Will the Treasury Department Stymie Iran’s Aviation Sanctions Evasion Tactics?

Winfield Myers

A Mahan Air Aibus A340-600. Mahan Air is the largest violator of U.S. sanctions on the Iranian civil aviation sector. (Photo: Adobe)


For much of the last 15 years, the United States has denied licenses to export aircraft to Iran and/or sanctioned Iranian aviation due to links to the Islamic Revolutionary Guard Corps (IRCG), though informal sanctions existed for decades before that. Against this backdrop, Mahan Air, Iran’s largest airline with more than 70 aircraft, an Islamic Revolutionary Guard Corps enterprise and a source of transportation and cargo services for the Qods Force and proxy groups such as Hezbollah, sought to profit by purchasing both U.S.-made passenger jets and European models using American engines.

Today, Mahan Air is the largest violator of U.S. sanctions on the Iranian civil aviation sector. Over the past four years, the U.S. Department of the Treasury and the State Department have failed to prevent Mahan from circumventing the sanctions. This has enabled Mahan Air to purchase passenger aircraft not only for commercial use, but also to provide them to airlines in Afghanistan, Venezuela, and Syria. By leveraging the large budget of the IRGC Cooperative Foundation, Mahan Air has become an aviation empire in Iran. The company has used dozens of fake companies in Asia and Africa to purchase illegally nearly 20 Airbus A340 long-range and wide-body passenger aircraft in past decade.
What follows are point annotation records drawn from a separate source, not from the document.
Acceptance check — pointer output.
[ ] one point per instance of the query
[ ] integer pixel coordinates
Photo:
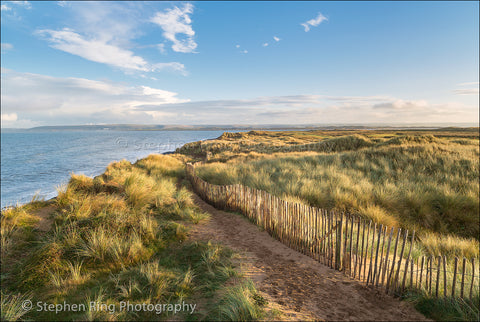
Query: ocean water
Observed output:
(37, 162)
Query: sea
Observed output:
(37, 163)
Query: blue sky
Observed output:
(239, 62)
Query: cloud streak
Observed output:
(101, 52)
(54, 100)
(314, 22)
(33, 99)
(176, 22)
(472, 90)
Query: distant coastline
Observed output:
(234, 127)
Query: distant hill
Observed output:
(238, 127)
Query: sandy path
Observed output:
(294, 283)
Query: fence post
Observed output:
(338, 244)
(454, 276)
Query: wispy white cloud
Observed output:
(6, 46)
(161, 48)
(174, 22)
(44, 99)
(469, 84)
(104, 33)
(9, 117)
(399, 104)
(101, 52)
(472, 88)
(25, 4)
(467, 91)
(94, 50)
(314, 22)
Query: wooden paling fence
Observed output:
(375, 254)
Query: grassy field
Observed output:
(121, 237)
(422, 180)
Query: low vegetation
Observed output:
(121, 237)
(427, 182)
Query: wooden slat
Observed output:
(370, 267)
(387, 254)
(399, 265)
(376, 255)
(454, 282)
(437, 284)
(473, 277)
(444, 276)
(366, 252)
(421, 271)
(350, 252)
(356, 248)
(463, 277)
(407, 261)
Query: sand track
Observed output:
(297, 285)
Over the past four years, the U.S. Department of the Treasury and the State Department have failed to prevent Mahan from circumventing the sanctions.

Most recently, this involved a front called Macka Invest in Gambia which, on February 29, 2024, purchased two A340s that it then transferred from the Šiauliai Air Base in Lithuania to Iran. Shortly after, the director of the Civil Aviation Department of Lithuania, Vidmantas Plėta, explained that paperwork claimed the planes’ destination to be Clark International Airport in the Philippines, but they diverted to Tehran instead, one via Kabul. In Tehran, Mahan Air overhauled the aircraft, with one put into commercial service on June 10, 2024, officially revealing Mahan Air to be its buyer.

Many airlines have retired Airbus A340 long-range and wide-body aircraft in recent years due to their high operational and maintenance costs, as they have four engines. While Airbus is a European company, the Franco-American aircraft engine manufacturer, CFM International is part of the consortium providing engines for most of their variants. Despite their high fuel consumption, government subsidies on aviation fuel and operations shield Mahan Air from financial losses.

Today, Mahan Air operates 13 Airbus A340s in four different variants, flying both domestically and to other cities in the Middle East and the Far East. Additionally, Mahan Air has transferred five other A340s to Syrian Air and Conviasa, Syria and Venezuela’s respective flag carriers. Absent any intervention by the U.S. government to counter Iranian evasion tactics, as airlines try to offload Airbus A340s, the Islamic Revolutionary Guard Corps and Mahan Air will likely try to repeat such evasion.

Babak Taghvaee is a Europe-based journalist covering Iranian aviation and defense issues.